I did have some issues with the human character animations. They’d continue to move their arms around as if they were still talking during some dialogue sections (notably during the opening scene), there didn’t appear to be any actual mouth movement and the models looked particularly stiff as they were moving about.
The sound on Blackout is something that really stands out to me too. Tommi Hartikainen did such a wonderful job on the sound design and the score. Hearing those creaks of the vents around me and the echoes of the characters’ death throes did wonders to keep the tension.
Alien: Blackout has clearly been built from the ground-up for the mobile platform and I would say for the most part it very much works as part of its strength and charm. I love that you’re actually playing Amanda using a tablet device. I thought it worked really well and was another element of Alien: Blackout that added to the immersion effect.
Now that said, I did sometimes struggle with selecting the correct dot or hitting that vent close in time. Whilst my stomach may have expanded over the years, my fingers have remained mostly average in width. I was playing this on my Samsung Galaxy S8+ so I was playing it on a larger phone screen but I was still having issues occasionally. It is possible to zoom in on the map but that takes precious seconds to do and to pull back from.
Obviously, it works better on larger screens. I’ve tried Alien: Blackout on several different formats including my tablet, screen-sharing on the TV and on the PC via Android emulator. Honestly, while I love that this has been built specifically for the mobile and love having this in my pocket, I had the most fun with it on the PC. I know the possibility of porting Alien: Blackout across to platforms has been talked about and I’d really like to see that leap made.
I’d also love to see more of this format whether an Alien: Blackout 2 or something else. I know comparisons have been made to Five Nights At Freddy’s but I haven’t played those games. But Blackout felt Alien to me. It might not be the Alien I’m used to playing but it slotted right in and felt like something I could expect to see play out in a film.
I think there’s more to be found to the game-play style too. I’d love to see things like audio distractions, using gas to repel the Alien or being able to vent areas into space. I genuinely think there’s a lot of potential in this kind of format.
All of these elements came together to create a nice slice of the Alien universe that fit onto my phone. Though I would never say Blackout scared me in the same way that Isolation did, it was able to create a very tense atmosphere that had me immersed in this world. I was constantly on edge, flicking between cameras or the map. And my heart-rate certainly got going when I heard those clunks in the vent that meant Jr. was on his way to me!

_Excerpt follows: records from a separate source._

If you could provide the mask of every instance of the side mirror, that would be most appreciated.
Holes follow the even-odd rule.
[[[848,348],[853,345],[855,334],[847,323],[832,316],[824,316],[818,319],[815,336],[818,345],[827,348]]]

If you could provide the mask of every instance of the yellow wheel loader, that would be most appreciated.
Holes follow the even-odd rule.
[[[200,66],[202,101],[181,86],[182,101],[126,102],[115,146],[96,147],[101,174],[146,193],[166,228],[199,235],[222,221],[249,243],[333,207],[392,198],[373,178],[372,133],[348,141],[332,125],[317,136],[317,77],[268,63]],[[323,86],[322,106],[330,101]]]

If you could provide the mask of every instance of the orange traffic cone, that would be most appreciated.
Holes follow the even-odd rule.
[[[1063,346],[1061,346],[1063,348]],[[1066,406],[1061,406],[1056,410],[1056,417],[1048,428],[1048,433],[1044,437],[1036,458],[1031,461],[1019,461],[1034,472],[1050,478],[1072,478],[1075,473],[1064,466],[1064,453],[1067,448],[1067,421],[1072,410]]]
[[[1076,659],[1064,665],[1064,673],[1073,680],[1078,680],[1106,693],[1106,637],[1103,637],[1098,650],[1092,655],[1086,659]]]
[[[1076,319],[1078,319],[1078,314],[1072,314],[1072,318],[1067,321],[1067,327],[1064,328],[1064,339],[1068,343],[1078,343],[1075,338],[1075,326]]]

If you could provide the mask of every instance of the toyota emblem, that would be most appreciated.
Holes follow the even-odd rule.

Unfortunately, the game is a little on the short side. It’s possible to complete the game in just over an hour. However, that’s only if you just keep on charging forward without restarting levels to get as many of the characters through as you can.
Whilst I did enjoy the final mission, the ending itself felt somewhat lacklustre. It would have been nice to see an ending that involved you, as Amanda, somewhat more personally. To help her escape in some way, rather than just that quick cutscene.
Unless you’re interested in trying to go back and ensure that all the characters survive – and there’s achievement and alternate dialogue reasons to do that – that’s not a huge amount of replayability in Alien: Blackout. I can see myself going back to dip into the gameplay experience but I would have liked to have seen a longer game. I wouldn’t be opposed to further missions, or even a sequel, being released sometime further down the line.
When all is said and done, this is another piece of Alien property that I can feel the love and care of the developers in it and to me that says so much. Alien: Blackout is another lovingly crafted slice of the Alien universe and the Alien experience, this one just happens to fit right in your pocket. I’d love an Alien: Isolation 2 as much as the next masochism obsessed Alien gamer, but I’m so happy we got Alien: Blackout.
Due to how much I enjoyed the game, I’d been wanting to give it an 8 but unfortunately, the short length and lack of replayability made me knock it down a point. From Aaron Percival, here at Alien vs. Predator Galaxy, I award Alien: Blackout with a 7 out of 10.